The research, which will be conducted through fall of 2013, is also meant to provide USDA with information about the sustainability and environmental performance of agricultural supply chains to help the agency “understand the impact of any land use, whether natural or human impacted, on our water, air and soil,” she said.
It may be a “sophisticated look at cow burps” but it’s still about cow burps, Hart said.
On the Road to an HIV Vaccine
Coburn’s “Wastebook 2010” chastises the National Institutes of Health’s (NIH) National Institute of Allergy and Infectious Diseases (NIAID) for spending $55,000 on HIV Vaccine Awareness Day in 2010 considering that no vaccine exists. “It would seem the best way to recognize and thank those working to develop a HIV vaccine is to ensure the funds being provided by taxpayers…are actually being used for promising research rather than reminding people of how important that research is,” Coburn wrote in his report.
But Coburn fails to mention that part of that funding goes toward educating people about participating in HIV vaccine trials “so that sufficient numbers of people from the demographics most affected by the epidemic enroll in these studies,” according to an NIAID spokesperson. “Without sufficient numbers and diversity of clinical trial volunteers, NIH cannot complete the clinical research necessary for HIV vaccine development.” Coburn also does not mention that HIV Vaccine Awareness Day seeks to update infected people and the public about the latest scientific developments in antiretroviral drugs, which can slow down the development of AIDS.
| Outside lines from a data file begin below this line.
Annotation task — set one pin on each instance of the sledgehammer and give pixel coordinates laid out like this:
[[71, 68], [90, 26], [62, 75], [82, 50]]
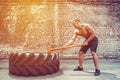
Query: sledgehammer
[[49, 50]]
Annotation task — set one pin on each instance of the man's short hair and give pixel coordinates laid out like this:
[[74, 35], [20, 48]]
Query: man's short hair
[[77, 20]]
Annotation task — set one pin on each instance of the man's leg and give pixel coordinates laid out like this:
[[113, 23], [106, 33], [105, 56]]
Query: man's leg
[[81, 56], [80, 67], [95, 60]]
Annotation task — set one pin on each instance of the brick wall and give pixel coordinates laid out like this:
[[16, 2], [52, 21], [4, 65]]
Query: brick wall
[[37, 27]]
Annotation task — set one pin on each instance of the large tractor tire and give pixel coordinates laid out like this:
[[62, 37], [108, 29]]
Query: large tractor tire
[[22, 64]]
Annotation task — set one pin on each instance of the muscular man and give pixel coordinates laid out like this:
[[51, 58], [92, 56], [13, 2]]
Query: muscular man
[[91, 42]]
Specifically, the majority of the money was directed to regional programs meant to encourage people to enroll in HIV vaccine clinical trials, to educate them about the process, and how to support friends and family who are enrolled. In 2010, such programs were held in Rochester, N.Y., Atlanta, and Boston, among others. The funding also went towards HIV/AIDS health fairs and round table discussions around the country meant to educate the public about the disease, testing options, and related health issues, according to NIAID.
The funding is warranted considering that the U.S. government spent an estimated $13 billion caring for people infected with HIV in 2007, and likely more in the subsequent years, NIAID said.
But Coburn’s office dismisses the idea. “Every HIV vaccine trial has been a failure,” Hart said. The NIH’s promotion materials for awareness day are “enough to make a bureaucrat blush.”